How Q.T. Could Win for Best Picture

Hey, Dana—

The last two questions you posed are of course closely related. Do I think that the academy slighted Fantastic Mr. Fox? Yes, surely. Though I’m not over the moon about Wes Anderson’s droll go at dressing Roald Dahl’s animal family in corduroy and designer denim, I still find it clearly superior to half of the best picture nominees, including Avatar and especially An Education. (Among my problems with that last tea crumpet of film is this: If Carey Mulligan’s studious heroine is supposed to be so brainy, why doesn’t she suspect that Peter Sargaard’s character is shady from the fact that he, ah, picks up teenage girls off the street?)

And then there is Tarantino: Might he walk away a thorough loser? Well, I would bet you the ark of the covenant that Christoph Waltz wins the best Nazi prize. Trusting in my powers of raw speculation, I will venture that the best original screenplay race boils down to Tarantino and The Hurt Locker’s Mark Boal. Moreover, given the many vote-splitting possibilities inherent in the jumbo-size best picture race—will District 9 and Avatar divide the geek bloc?—it is not inconceivable that Inglourious Basterds might sneak away with the victory that I dearly wish it would. It was my favorite film of 2009, beating Broken Embraces, In the Loop, and The Hurt Locker by a couple lengths, and I think it’s a small shame that neither Mélanie Laurent nor Diane Kruger beat the odds and scored a nomination. But perhaps it would be just as well for Q.T. to get K.O.’d. The last time the academy gave him a statuette, Courtney Love tried to bludgeon Lynn Hirschberg with it.

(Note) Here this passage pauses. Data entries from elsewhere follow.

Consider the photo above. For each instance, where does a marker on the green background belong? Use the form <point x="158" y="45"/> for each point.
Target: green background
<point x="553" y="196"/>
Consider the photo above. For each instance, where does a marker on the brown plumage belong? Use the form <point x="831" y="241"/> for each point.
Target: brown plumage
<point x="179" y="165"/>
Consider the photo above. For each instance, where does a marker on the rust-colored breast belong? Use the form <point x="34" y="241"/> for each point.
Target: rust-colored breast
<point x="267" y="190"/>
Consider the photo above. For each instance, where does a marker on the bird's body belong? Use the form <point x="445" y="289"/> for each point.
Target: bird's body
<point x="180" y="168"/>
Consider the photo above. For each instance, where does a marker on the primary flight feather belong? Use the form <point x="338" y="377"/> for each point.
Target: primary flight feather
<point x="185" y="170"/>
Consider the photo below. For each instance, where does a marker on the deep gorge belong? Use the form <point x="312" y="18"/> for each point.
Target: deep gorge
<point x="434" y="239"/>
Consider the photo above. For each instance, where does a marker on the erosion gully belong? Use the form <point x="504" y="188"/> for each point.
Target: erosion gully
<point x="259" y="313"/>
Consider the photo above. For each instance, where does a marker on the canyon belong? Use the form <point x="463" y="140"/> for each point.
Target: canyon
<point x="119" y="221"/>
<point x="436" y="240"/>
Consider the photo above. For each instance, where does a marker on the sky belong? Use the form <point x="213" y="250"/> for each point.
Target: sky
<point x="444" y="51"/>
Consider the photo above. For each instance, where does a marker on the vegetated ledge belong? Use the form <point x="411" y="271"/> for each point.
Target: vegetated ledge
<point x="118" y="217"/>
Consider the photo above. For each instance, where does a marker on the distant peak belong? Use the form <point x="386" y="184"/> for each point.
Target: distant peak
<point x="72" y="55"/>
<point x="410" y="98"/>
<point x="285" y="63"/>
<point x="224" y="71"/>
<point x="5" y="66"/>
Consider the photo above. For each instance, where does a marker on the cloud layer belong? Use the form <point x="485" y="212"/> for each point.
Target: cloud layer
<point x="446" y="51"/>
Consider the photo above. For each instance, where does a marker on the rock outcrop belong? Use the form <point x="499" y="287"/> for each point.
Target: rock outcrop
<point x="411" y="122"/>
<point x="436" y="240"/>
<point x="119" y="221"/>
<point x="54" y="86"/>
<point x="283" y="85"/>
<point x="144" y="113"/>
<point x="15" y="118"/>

My point here is not to heap disdain on An Education—”Oh, crikey! I’ll wet me knickers if I don’t get into Oxford!”—or to daydream about what would happen if the LAPD seized one’s Oscar as evidence in an assault case but, rather, to wheel around to saying that the average Oscar voter is rather too doddering to dig on Mr. Fox or Basterds in any sustained way. I mean that as nonageistly as possible. After all, before too long, you and I will be scratching our gray heads in incomprehension at Roman Coppola Jr.’s Godfather IV: The Chic-quel.

I look forward to picking this conversation back up next month. Until then, keep an eye out for Jeremy Renner on the talk-show circuit. This bomb-disposal dude is so smooth that he might even have been able to defuse The Jay Leno Show.